Description
What happened + What you expected to happen
When running ray in our cluster, we observed a bug where transient network failure on RPC WaitForActorRefDeleted
caused actor registration failed. Here is the concrete call site of the RPC that encountered transient error. call_site.log
Here is the output error message.
E class_name: test_actor_api.<locals>.Foo
E actor_id: 9ba41b4ddd98b0554ef05f0204000000
E namespace: 345c7114-a740-49cd-9c7f-af89bb3dea24
E The actor is dead because all references to the actor were removed including lineage ref count.
E The actor never ran - it was cancelled before it started running.
By analyzing the concrete call site, we noticed that the callback function of WaitForActorRefDeleted
calls DestroyActor
without checking return status.
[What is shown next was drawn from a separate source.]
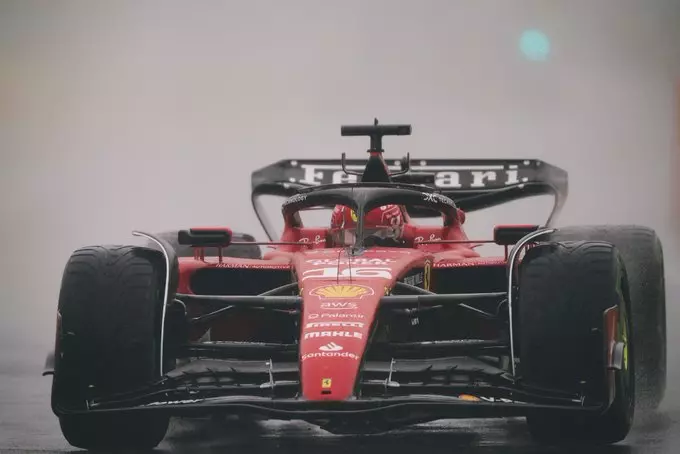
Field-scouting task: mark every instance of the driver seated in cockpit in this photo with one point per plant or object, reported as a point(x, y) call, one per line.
point(383, 226)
Maybe the root cause of this bug is that transient error caused GCS destroyed the actor without waiting for it, resulting in that the actor is cancelled before it started running.
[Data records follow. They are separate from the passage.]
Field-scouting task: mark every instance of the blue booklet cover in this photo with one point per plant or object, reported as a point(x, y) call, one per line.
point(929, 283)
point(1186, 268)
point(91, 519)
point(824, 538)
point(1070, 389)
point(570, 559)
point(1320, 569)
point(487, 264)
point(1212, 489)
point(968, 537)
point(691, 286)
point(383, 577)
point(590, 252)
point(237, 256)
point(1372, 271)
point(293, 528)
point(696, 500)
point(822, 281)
ray/src/ray/gcs/gcs_server/gcs_actor_manager.cc
Lines 1060 to 1066 in 7337f2a
The expected behavior is that transient network failure can be handled and the job is executed properly.
Versions / Dependencies
Ray 3.0.0.dev, Kuberay 1.3.0
Reproduction script
Start a RayCluster
using Kuberay
. Then run the following script with ray job submit SDK.
import ray
ray.init()
@ray.remote
class Foo:
def __init__(self, val):
self.x = val
def get(self):
return self.x
x = 1
f = Foo.remote(x)
assert ray.get(f.get.remote()) == x
Transient network failure can be reproduced with gRPC interceptor.
Issue Severity
Medium: It is a significant difficulty but I can work around it.